Affluenza, Preference Ratcheting, and Social Spoiling
This article is about a single concept which can be described concisely or named a few ways. I think about this in common parlance as getting spoiled. It's a negative subsidiary of the income effect where the preference change can be viewed in some sense as inefficient.
To illustrate: I recently got an email for 7 free drinks from 7-11. Their coffee is arguably poor in flavor but technically effective. My family, however, has gotten into an expensive Starbucks habit. We agree that Starbucks is of generally better flavor, but no more effective in terms of generating focus, wakefulness, and so on.
Functionally, then, we should prefer the free drinks. One caveat here is transaction costs.
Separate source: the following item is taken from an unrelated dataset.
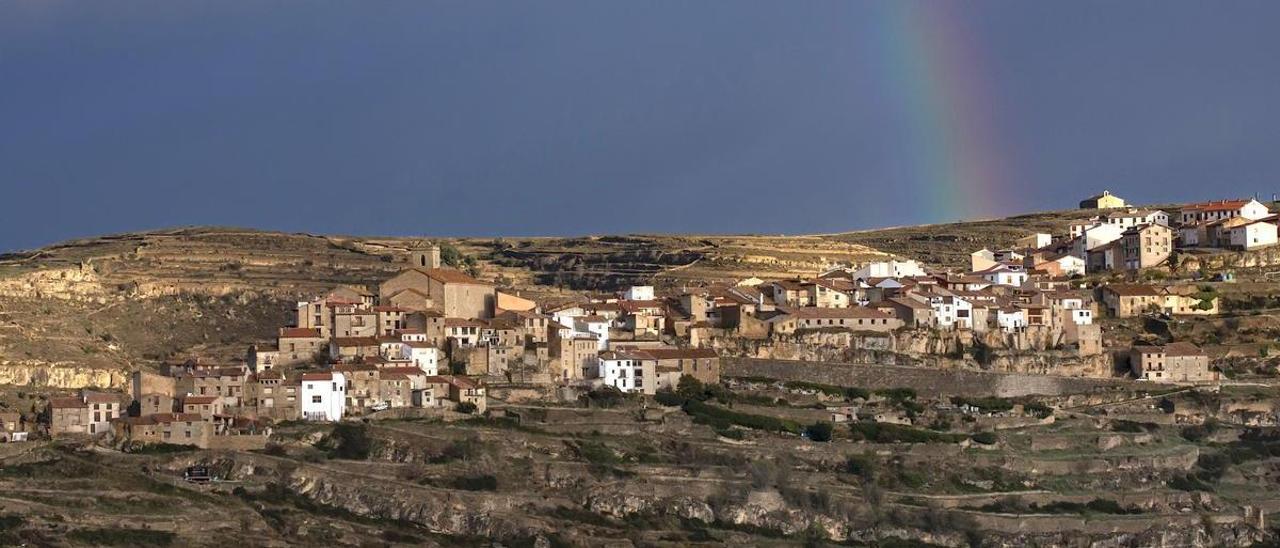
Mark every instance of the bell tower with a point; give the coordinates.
(425, 256)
It is a small, although non-zero, cost to visit 7-11. We have yet to break economic theory that a free good is always bought. I do point out, though, that 7-11 is significantly closer than Starbucks. 7-11 is arguably in walking distance.
Clearly, there is a simple preference for Starbucks, but this preference didn't always exist. There was a time when we had never tasted Starbucks. One interesting idea is that the latent or contingent preference always existed. Otherwise, economics has little to say here. Preferences change. Move on.
Instead of taking this preference change as neutral, suppose we take it as bad. Effectively, an individual's living costs have gone up. While their short-term life satisfaction on occasion obtains a jolt, their long-term satisfaction is likely no different, or perhaps lower on average if this person is genuinely becoming spoiled. The social impact here isn't clear to me, because if everyone adopted some preference one would expect the price of the preferred good to fall. This seems to be a relatively contained microeconomic concern.
Three hypotheses:
- The negative side of the income effect is inseparable from the total income effect. The only way out of being snobby or spoiled is to be humbled through poverty or tragedy.
- It is possible to create a pseudo-income effect by locking away money in an untouchable vehicle for some time. Possible problem: Trust fund kids.
- Locking away wealth could be more effective than locking away dollars. The former seems equivalent to point 3.2 on participation with the poor.
- Being snobby or spoiled can be viewed as lacking a trainable skill.
- Fasting is one example. A truly spoiled mind considers basic food a bad, unpleasant to eat or even smell, but fasting makes an individual appreciate even basic food and water after some time. Bonus, fasting cuts life expenses to benefit a skill, in contrast to the typical training expenditure story. I'm thinking about water fasting here, but deprivation of luxury for a time, in general, may be beneficial.
- Participation with the poor may develop an appreciation for some of the goods they consume. Volunteering or intentional social engagement may help by exposure or cultivation of empathy. One approach is to serve the poor, but another is to act as a poor person does. Working a menial job, for example, may cultivate humility and empathy.
- Economic, financial, or opportunity cost mindfulness, and education may also deflate appreciation for luxury goods.
I'm specifically interested in the effect of fasting or volunteering on HEXACO personality, which in part measures humility.